I rapporti tra genitori e figli sono sempre stati più o meno complicati. “I miei non fanno altro che starmi addosso – racconta Giuliana, 17 anni – Vorrebbero sapere tutto di me, con chi esco, cosa faccio nel tempo libero. Sento addosso il loro alito carico di ansia, di paura, di apprensione. Temono che possa infilarmi in qualche brutto giro, che mi impasticchi, che abbia una vita sessuale disinvolta e sia a rischio Aids. Vogliono fare gli amici, avere le mie confidenze. Ma io non andrò mai a raccontare loro i fatti miei, personali, perché so che non capirebbero, non mi sarebbero di aiuto, perché sono fatti a modo loro e spesso li sento criticare noi giovani perché siamo troppo liberi, facciamo quello che ci pare, non pensiamo al futuro”.

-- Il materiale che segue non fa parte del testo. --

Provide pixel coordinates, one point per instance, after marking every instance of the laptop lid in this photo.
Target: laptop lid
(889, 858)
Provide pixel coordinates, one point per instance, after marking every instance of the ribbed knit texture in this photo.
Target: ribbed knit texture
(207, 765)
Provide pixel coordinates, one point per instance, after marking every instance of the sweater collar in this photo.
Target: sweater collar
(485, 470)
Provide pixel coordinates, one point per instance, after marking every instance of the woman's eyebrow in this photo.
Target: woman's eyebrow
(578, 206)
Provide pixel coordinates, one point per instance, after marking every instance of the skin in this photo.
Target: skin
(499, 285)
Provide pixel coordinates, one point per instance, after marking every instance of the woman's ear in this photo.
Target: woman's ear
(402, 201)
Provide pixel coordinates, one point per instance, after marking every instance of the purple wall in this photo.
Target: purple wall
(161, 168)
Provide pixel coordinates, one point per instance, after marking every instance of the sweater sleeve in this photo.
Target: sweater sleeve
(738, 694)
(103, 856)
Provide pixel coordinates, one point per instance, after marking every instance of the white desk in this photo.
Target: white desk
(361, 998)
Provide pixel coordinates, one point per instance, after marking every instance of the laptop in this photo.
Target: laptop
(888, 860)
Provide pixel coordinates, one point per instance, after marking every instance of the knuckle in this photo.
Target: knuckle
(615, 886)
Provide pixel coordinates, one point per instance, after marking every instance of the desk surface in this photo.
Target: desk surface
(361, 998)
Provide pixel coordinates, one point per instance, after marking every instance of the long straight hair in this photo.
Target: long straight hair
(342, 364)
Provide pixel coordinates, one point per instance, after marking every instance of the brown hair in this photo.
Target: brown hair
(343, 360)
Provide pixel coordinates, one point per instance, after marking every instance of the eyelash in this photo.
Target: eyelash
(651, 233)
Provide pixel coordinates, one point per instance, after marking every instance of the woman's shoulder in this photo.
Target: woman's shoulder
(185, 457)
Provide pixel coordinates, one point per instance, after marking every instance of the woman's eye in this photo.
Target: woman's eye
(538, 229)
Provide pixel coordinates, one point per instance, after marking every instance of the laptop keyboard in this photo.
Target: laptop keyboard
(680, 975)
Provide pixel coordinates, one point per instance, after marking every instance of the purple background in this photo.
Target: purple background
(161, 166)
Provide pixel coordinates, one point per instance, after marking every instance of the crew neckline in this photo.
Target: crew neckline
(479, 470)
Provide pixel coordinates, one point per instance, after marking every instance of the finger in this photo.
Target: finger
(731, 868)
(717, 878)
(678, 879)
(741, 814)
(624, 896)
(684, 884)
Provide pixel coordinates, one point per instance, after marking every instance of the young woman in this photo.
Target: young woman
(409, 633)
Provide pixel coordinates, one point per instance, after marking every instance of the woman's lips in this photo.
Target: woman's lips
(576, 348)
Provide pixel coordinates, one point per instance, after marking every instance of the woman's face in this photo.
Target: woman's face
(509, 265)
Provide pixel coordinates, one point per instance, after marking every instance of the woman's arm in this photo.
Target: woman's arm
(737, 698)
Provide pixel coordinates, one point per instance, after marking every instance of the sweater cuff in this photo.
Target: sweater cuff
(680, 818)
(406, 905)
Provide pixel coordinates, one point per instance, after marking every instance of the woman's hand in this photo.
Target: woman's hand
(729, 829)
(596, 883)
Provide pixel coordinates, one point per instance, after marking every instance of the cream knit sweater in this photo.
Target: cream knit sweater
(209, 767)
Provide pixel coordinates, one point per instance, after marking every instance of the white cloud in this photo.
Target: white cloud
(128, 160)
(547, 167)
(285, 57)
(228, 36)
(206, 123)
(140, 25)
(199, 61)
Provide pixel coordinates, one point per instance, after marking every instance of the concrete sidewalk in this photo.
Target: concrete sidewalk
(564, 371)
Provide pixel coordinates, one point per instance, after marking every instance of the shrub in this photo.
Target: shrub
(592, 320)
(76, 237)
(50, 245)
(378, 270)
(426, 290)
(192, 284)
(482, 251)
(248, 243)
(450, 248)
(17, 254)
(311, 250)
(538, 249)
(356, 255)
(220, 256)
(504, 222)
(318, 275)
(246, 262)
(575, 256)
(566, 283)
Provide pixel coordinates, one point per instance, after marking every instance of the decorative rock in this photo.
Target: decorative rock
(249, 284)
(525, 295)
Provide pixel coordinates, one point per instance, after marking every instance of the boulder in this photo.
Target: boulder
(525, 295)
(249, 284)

Come sarebbero contenti i genitori di Giuliana se sapessero che la loro figlia non beve, non fuma, non si droga, conduce ancora una vita casta, è impegnata in un’associazione di volontariato e, a differenza di loro, va a Messa tutte le domeniche e ama Gesù di un amore che non le è stato trasmesso a casa ma da alcuni suoi amici. Ecco, tutte queste cose i suoi non le conoscono. Lei non dice nulla, perché “loro – conclude Giuliana - vogliono sapere quello che faccio ma non chi sono”.